The combination of factors has reduced the percentage of homeowners from a balloon-era high of nearly 70 percent to the more usual — and sustainable — 65 percent, Bolton said.

At the moment, the demand for rental properties exceeds supply, he said — a fact that augurs for a coming renaissance in his part of the market. And where Memphis is concerned, the news is especially good. Bolton said his surveys show an ongoing bump upward in the job market here, and, since "job growth swells demand," the likelihood of new construction of apartments here is more promising than it has been. And that, of course, could mean even more jobs and the creation of a spiral that goes up instead of down.

Good to hear. Bring it!

Owning Up

We're glad to learn that, under the pressure of a stoutly contested presidential primary battle on the Republican side, putative GOP nominee Mitt Romney has been induced to reveal his tax filing for 2010 and an estimate for 2011. In all of his prior public and private life, Romney had never before opened his ledger like that.

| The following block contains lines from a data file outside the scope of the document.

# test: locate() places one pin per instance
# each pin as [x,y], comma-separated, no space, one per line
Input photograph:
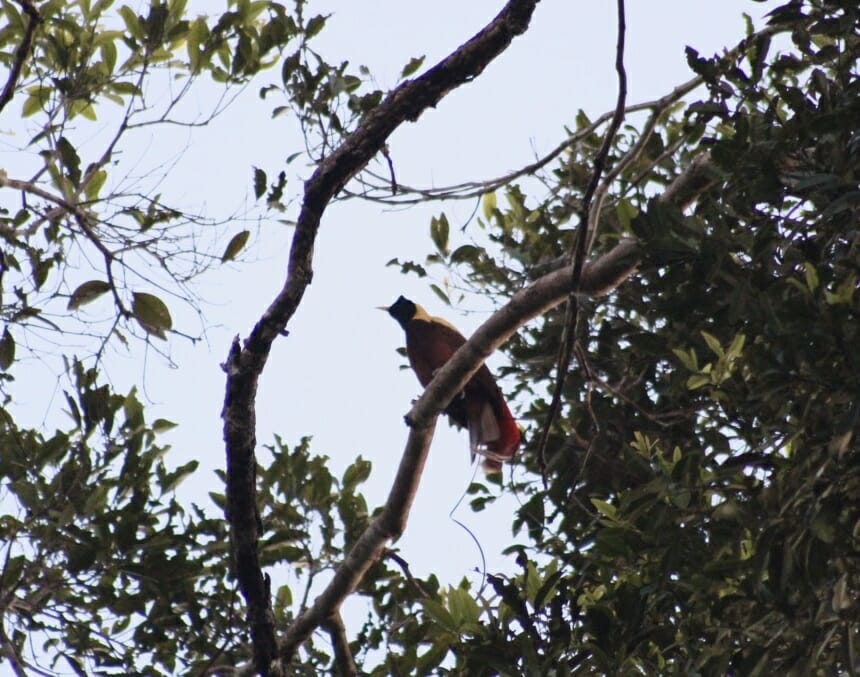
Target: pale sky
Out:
[336,376]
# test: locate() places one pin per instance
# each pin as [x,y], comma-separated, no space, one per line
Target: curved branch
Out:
[245,364]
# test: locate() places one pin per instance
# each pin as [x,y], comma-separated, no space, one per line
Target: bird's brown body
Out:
[481,407]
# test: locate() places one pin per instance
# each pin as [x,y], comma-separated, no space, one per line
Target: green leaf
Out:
[604,508]
[95,184]
[152,314]
[438,613]
[697,381]
[70,160]
[173,479]
[315,25]
[488,205]
[355,474]
[811,276]
[7,350]
[688,358]
[36,101]
[439,232]
[236,244]
[442,295]
[86,292]
[413,65]
[465,253]
[161,425]
[464,610]
[132,22]
[626,211]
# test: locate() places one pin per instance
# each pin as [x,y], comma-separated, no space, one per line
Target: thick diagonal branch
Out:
[245,363]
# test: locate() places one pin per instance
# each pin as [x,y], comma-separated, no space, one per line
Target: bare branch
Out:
[342,655]
[11,653]
[587,226]
[245,364]
[21,53]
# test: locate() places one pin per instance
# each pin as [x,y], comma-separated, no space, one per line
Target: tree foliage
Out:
[695,508]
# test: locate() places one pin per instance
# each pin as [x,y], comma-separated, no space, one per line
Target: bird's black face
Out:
[402,310]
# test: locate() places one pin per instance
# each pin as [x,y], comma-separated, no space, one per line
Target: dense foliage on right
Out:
[702,507]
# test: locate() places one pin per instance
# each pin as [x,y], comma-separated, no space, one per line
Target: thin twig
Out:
[245,363]
[404,567]
[11,651]
[21,53]
[340,642]
[577,255]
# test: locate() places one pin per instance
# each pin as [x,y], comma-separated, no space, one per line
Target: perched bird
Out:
[430,343]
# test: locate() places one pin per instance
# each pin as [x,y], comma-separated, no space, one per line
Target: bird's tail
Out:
[494,435]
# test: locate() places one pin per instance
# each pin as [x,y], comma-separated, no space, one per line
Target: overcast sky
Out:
[337,375]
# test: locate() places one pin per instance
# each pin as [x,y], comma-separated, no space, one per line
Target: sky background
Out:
[337,376]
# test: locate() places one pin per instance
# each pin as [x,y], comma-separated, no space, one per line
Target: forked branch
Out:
[245,363]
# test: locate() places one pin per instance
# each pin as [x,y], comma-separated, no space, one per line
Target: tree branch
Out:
[587,227]
[342,654]
[21,53]
[245,364]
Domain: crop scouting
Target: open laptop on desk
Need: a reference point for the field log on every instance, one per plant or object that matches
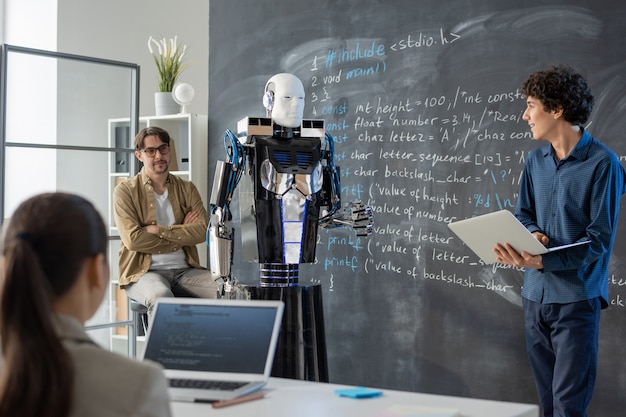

Much of what we've learned so far is what we already knew. Romney's work as a venture capitalist has made him much richer than the rest of us, and he pays taxes at a much lower rate. Meanwhile, Romney has returned the favor, forcing his current GOP rival, Newt Gingrich, to begin to reveal the details of what Romney, rightly, calls "influence peddling" on behalf of Fannie Mae and Freddie Mac.

All of this reminds us that Tennessee's own current chief executive, Governor Bill Haslam, resisted entreaties during his 2010 campaign to be forthcoming about his own tax returns and continues to decline doing so. Come on, Governor! Inquiring citizens want — and deserve — to know.